Una y otra vez fue transmitiéndome frente a mis preguntas sus respuestas; también era necesario para los niños que tenían que vivir gracias a él. Es increíble, de verdad que lo es, sé que lo volveré a ver, lo sé, no sé cuándo, pero lo sé, así me lo dijo. Ese fue el momento en que lo yo lo dejé realmente en paz, cuando lo vi irse a la luz, al cielo.
Esto no quiere decir que ahora no me acuerde de él, porque como padre me acuerdo de él cada segundo de mi vida, pero es diferente, lo recuerdo sin el agobio de impotencia ante su muerte y ver que no pude hacer nada. Ahora sé que él está bien.
Con la Terapia de Vidas Pasadas en la consulta de Juan José he iniciado mi propia curación. Tengo suerte de haber llegado hasta aquí y creo que el siguiente paso es hacer ver y ayudar a toda mi familia y a todas las personas que lo necesiten.
Juan José me aconsejó que hiciera el seminario de TVP y, una vez realizado, le dije que siento en mi interior la necesidad de ayudar a los demás, pero aún no sé cómo puedo hacerlo.
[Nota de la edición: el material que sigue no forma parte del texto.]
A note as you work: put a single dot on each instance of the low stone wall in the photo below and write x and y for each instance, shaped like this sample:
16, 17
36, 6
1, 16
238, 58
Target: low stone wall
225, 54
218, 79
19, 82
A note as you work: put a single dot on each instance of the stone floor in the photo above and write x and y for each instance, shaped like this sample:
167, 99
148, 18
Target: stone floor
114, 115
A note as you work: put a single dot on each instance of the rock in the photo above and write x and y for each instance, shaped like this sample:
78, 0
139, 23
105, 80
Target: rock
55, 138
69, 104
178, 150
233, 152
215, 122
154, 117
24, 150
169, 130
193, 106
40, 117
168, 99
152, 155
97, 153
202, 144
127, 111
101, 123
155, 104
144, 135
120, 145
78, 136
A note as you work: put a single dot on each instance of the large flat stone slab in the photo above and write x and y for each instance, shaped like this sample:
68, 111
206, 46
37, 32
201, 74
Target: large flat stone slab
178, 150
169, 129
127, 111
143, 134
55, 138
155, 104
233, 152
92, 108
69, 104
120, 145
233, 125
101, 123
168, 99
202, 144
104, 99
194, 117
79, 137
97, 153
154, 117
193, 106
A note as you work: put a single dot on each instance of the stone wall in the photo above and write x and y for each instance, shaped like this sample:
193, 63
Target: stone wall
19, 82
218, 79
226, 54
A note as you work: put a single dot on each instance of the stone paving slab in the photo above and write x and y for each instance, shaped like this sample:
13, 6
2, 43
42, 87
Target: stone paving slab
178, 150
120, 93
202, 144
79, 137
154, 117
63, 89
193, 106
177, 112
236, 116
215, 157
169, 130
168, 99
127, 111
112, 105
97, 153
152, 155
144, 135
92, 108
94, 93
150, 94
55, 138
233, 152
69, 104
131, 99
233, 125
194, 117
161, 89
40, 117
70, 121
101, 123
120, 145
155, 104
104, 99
Es difícil de comprender, yo mismo no me lo creo cuando miro hacia atrás y me río de mí mismo. Sólo con estas pocas hojas escritas, ustedes se darán cuenta del cambio desde el inicio hasta ahora, aunque todo esto lo tengo muy claro y pueda parecer fantástico, pero a mí me ha ayudado. Sé que todavía me falta mucho, pero lo importante ha sido iniciar el camino de la recuperación de mi alma y siento que de nuevo tengo toda mi energía y espero y quiero que sea para algo diferente.
Gracias Juan José por ayudarme y por la oportunidad que me has dado en este libro de contar un poco mi vida. Creo que será el primer paso para ayudar a quien se pueda encontrar en una situación parecida.
Espero de todo corazón que esta Terapia de Vidas Pasadas les pueda ayudar, porque a mí me ayudó y me sigue ayudando.